The two ventilation shafts are some 60ft (18.29m) in diameter, and were designed by Robert Stephenson, supervising engineer for the line as a whole. English Heritage agrees with my assertion about the cultural value of the shafts, and listed them at Grade II* in 1987. Here’s what English Heritage says about them: “Random blue and red brick with stone dressings. Circular with square recesses around the base, machicolated stone frieze and castellated parapet.” All that attention to detail is actually completely unnecessary. There’s no need for it at all. It’s purely decorative. But it’s charming.
The two great shafts served two purposes: firstly, they provided access points between the two tunnel portals, allowing the tunnel to be dug outwards from the bottom of each shaft, as well as from the tunnel ends. This technique allowed much faster construction of a tunnel which, after all was a mind-boggling (for the day) 1.4 miles long. Always assuming that the tunnel didn’t collapse and flood due to a layer of quicksand concealed within the hill. Which is precisely what happened: the tunnel came in way over budget and massively late (setting the scene for many subsequent British transport projects) by the time the hill had been pumped dry.

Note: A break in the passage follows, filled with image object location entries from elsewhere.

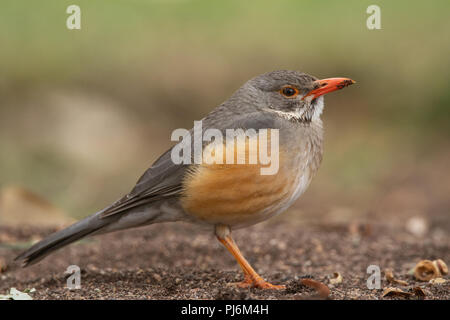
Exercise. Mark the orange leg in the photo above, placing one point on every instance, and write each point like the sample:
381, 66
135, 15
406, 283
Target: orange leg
252, 279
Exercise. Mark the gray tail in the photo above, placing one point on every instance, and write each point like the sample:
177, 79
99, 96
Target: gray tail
60, 239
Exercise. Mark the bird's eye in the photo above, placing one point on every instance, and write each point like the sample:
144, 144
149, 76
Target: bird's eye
289, 92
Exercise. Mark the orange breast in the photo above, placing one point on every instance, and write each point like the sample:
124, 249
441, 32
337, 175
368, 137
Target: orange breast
236, 193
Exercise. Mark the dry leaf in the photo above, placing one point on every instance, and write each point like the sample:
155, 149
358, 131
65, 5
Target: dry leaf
437, 281
418, 291
395, 292
442, 267
426, 270
3, 265
337, 278
321, 289
391, 279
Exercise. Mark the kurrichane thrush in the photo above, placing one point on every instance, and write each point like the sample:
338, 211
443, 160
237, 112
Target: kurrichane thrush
219, 194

Secondly, the great ventilation shafts (and 10 smaller ones, which aren’t as pretty, and not listed) helped reassure nervous Victorian train travellers that they wouldn’t be choked to death by smoke contained with the tunnel, by allowing the smoke to escape upwards and outwards. The Victorians were both fascinated and terrified by train travel, which really was a brand new technology to them, and one they didn’t really understand. When they weren’t worried about smoke-filled tunnels, they were convinced they would be asphyxiated by train travel at high speeds, or worried that they would be shaken to pieces, or that cows would produce sour milk out of sheer alarm at the sight of a steam train, or that hens would stop laying eggs.

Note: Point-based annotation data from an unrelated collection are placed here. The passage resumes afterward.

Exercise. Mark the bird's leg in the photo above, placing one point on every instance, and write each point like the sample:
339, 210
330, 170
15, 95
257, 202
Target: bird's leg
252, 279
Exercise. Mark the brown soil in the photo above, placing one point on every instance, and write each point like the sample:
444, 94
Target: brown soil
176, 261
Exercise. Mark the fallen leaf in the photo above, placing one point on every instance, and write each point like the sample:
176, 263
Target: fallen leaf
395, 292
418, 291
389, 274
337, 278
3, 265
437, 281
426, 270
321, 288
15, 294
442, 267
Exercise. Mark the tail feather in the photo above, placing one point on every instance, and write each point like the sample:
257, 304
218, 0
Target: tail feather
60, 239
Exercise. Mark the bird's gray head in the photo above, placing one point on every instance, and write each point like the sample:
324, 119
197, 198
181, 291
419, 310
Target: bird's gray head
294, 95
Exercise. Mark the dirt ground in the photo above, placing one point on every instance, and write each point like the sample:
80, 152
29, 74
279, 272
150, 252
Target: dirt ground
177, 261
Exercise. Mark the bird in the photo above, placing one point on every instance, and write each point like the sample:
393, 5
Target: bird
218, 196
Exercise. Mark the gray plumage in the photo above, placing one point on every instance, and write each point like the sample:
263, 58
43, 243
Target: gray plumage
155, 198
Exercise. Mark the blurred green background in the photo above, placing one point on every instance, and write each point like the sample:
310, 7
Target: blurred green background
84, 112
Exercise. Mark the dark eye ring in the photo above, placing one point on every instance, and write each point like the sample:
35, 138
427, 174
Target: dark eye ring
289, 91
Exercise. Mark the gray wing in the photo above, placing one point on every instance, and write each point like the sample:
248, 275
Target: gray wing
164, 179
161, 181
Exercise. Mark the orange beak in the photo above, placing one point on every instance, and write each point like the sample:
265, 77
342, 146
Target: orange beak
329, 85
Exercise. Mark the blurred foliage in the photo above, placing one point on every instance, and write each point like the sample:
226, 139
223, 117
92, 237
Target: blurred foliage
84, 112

It sounds amusing now, but it’s the same phenomenon that most adults experience today with new technologies such as the internet and the world wide web. Where actually is it? Who holds our data? Where are our emails before we get them in our in-boxes? Is it even safe to use at all?

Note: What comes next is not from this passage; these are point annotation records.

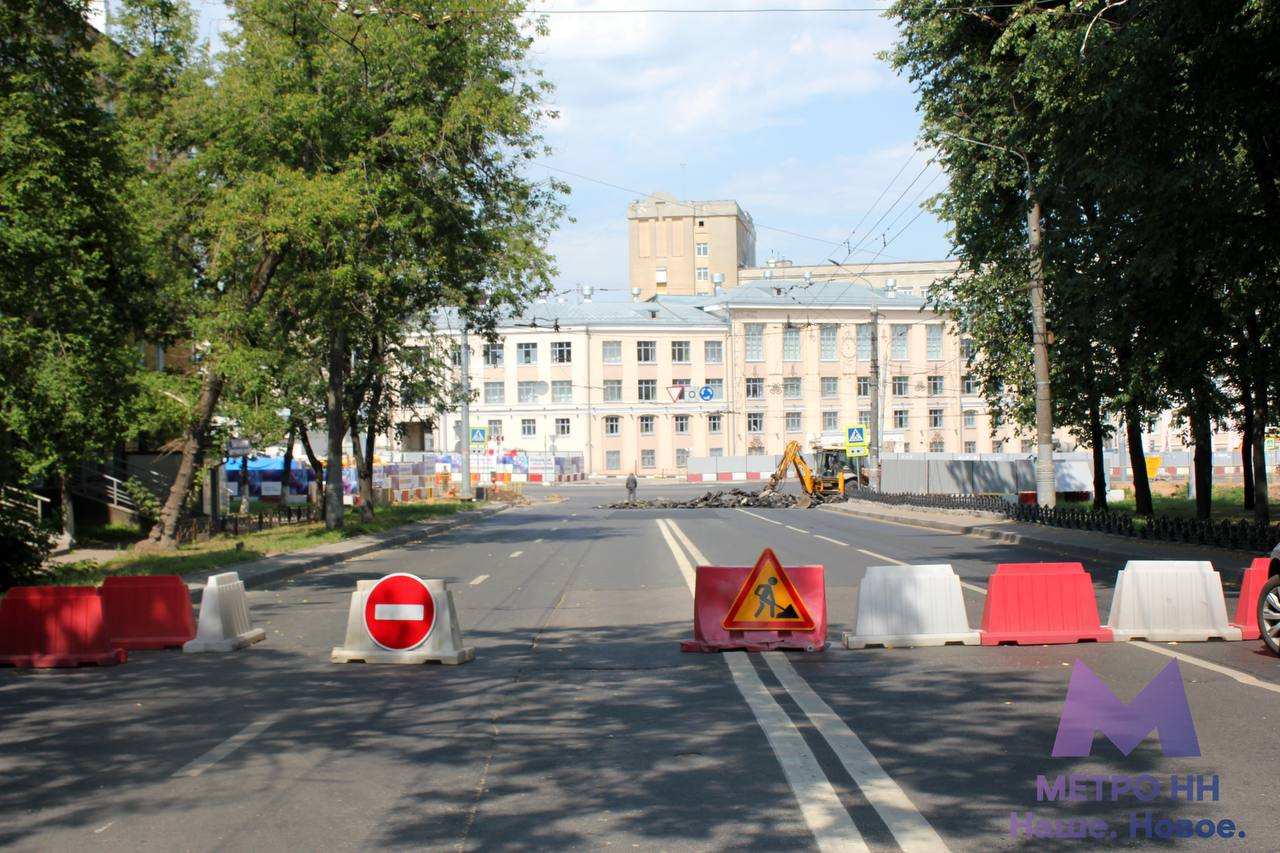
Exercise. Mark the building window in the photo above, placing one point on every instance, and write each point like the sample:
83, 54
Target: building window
790, 343
827, 341
933, 342
899, 341
865, 332
754, 336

Kilsby tunnel is taller than a railway tunnel strictly needs to be, to help reassure nervous and claustrophobic passengers about what would have seemed a near-inconceivable length of underground travel. British Rail must have been ever so pleased when they later electrified the West Coast Main Line with overhead electricity supply lines, as it would have helped avoid the technical difficulties of installing overhead wires in tunnels with more limited headroom (i.e. nearly all the other ones around the country).
Even today, if you lean against the window of a Virgin Pendolino train (for tilting purposes such trains have body sides which slope inwards towards the top of the carriage) and look up as you go through Kilsby tunnel, you are twice rewarded with clear views of the sky above, straight up through the ventilation shafts. It’s a visceral reminder of the fact that high speed train travel was once as extraordinary as the idea of blogging on the world wide web seems to me today.